Cash Conversion Cycle (CCC) measures how fast a company can convert cash on hand into even more cash on hand. This metric looks at the amount of time needed to sell inventory, the amount of time needed to collect receivables and the length of time the company is afforded to pay its bills without incurring penalties.

Cash Conversion Cycle is one of several measures of management effectiveness.

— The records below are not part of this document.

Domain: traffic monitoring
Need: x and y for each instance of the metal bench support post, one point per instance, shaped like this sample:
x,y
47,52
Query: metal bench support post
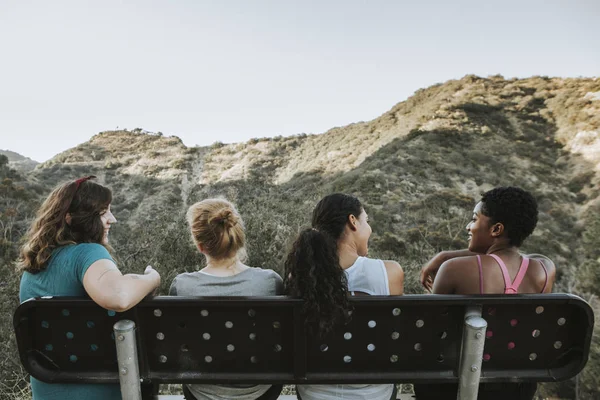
x,y
129,373
471,354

Vicinity Centres's Cash Conversion Cycle for the fiscal year that ended in Jun. 2025 is calculated as

Cash Conversion Cycle=Days Sales Outstanding +Days Inventory-Days Payable
=2.71+0-116.55
=-113.84

Vicinity Centres's Cash Conversion Cycle for the quarter that ended in Dec. 2025 is calculated as:

Cash Conversion Cycle=Days Sales Outstanding+Days Inventory-Days Payable
=14.63+0-150.47
=-135.84

* For Operating Data section: All numbers are indicated by the unit behind each term and all currency related amount are in USD.
* For other sections: All numbers are in millions except for per share data, ratio, and percentage. All currency related amount are indicated in the company's associated stock exchange currency.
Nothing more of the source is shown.